Suzanne Keen, Harvard PhD and English Department Chair at Washington and Lee University, told me on my visit there last fall that her students who have grown up reading Harry Potter are able to grasp and love longer narrative better than her students in the past. She shared this with a reporter at W&L in the form of a “thank you” to Ms. Rowling for fostering her students’ appreciation of Dickens.
The article, which I hope very much you will read, explains how reading Harry Potter makes you a better reader of Dickens, i.e., the Hogwarts Saga’s long narrative, comedy amidst tragedy, complex plots, cryptonyms, word play, etc. I’d go further and mention Dickens’ gift for allegory or creating characters who are story transparencies for vices and virtues, the transfiguration of characters (positive and demonic), the topoi of literary alchemy, even his indoctrination of readers into a politically correct Romanticism (which might also just be called Christian charity?).
Did I mention the gothic melodrama and interior satire? I’m reading Dickens every night to my children to celebrate the gift of The Complete Works we received at Nativity. I’m loving reading Dickens through Potter-phile eyes, which is new to me, I realize, but will be the rule for Dickens readers for many decades — all those in Prof. Keen’s classes, certainly, and those on campus today.
I pressed her for some data to back up her anecdotal experience of the Potter Generations being more accomplished and sensitive readers than their older siblings and parents who didn’t, couldn’t have read Harry were. She shared two studies, both from the NEA: check them out here and here.

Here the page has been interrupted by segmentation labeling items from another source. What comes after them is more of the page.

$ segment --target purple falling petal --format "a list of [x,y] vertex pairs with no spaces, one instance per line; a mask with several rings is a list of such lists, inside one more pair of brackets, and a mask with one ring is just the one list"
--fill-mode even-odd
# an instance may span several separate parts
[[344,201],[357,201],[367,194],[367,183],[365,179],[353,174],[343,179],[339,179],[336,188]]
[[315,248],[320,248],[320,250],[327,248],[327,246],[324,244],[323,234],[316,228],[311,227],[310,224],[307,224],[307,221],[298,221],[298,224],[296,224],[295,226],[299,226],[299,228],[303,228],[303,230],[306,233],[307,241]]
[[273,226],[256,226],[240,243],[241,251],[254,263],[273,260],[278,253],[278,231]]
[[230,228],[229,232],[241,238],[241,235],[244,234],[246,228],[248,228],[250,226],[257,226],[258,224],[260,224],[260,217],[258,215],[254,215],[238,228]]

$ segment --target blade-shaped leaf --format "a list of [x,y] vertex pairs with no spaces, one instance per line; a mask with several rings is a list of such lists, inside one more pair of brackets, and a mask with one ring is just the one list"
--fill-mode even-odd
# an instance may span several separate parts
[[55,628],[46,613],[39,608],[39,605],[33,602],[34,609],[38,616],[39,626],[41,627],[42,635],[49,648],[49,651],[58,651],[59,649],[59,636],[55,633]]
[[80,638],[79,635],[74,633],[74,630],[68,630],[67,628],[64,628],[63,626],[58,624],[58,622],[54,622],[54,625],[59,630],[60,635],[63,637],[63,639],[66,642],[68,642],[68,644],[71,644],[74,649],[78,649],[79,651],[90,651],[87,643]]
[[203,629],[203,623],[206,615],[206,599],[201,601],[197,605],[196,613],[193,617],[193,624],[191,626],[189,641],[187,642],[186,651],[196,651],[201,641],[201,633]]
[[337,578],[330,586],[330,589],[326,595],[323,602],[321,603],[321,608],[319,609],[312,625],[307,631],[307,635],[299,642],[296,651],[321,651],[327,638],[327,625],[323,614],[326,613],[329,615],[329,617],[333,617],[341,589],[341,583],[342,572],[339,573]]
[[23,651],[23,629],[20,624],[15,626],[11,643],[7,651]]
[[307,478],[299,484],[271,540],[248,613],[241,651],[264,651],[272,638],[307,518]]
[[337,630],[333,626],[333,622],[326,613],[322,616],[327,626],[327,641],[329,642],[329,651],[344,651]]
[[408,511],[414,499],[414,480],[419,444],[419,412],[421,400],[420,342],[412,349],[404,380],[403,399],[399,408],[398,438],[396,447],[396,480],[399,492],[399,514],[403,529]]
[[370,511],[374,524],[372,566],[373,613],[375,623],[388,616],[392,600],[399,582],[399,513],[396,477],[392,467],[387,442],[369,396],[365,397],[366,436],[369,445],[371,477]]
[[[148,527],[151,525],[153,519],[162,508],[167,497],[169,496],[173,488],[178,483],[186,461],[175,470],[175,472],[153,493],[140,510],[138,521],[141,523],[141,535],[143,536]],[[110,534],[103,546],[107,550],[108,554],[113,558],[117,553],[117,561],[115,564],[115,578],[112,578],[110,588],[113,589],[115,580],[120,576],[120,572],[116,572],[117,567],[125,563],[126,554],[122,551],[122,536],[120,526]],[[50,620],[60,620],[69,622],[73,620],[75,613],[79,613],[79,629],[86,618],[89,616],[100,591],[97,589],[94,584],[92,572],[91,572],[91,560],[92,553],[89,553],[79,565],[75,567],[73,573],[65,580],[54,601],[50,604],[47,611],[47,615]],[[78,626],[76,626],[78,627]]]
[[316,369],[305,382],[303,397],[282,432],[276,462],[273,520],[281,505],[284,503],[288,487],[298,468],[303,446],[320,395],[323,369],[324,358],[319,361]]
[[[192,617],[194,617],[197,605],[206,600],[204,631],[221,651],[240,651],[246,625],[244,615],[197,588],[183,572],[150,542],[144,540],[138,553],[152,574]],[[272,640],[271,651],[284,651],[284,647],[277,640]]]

I have a lot more to say about Dickens, especially the Christmas novellas A Christmas Carol and the much less well known The Haunted Man. The first is a dramatic ring composition, written in fact as a song but really a round, and the second has several signs of being an alchemical set piece, not to mention a Weasley family look-alike. But more on that in the near future, time allowing.
My apologies to those of you who saw this post when it was only notes cut-and-pasted from emails. I pushed ‘publish’ instead of ‘save’ yesterday and had no idea this was live until comments started coming in. Your comments and corrections, of course, are coveted as always — especially if you can share your experience of classics post-Potter and how your vision and experience as a reader has or hasn’t been changed.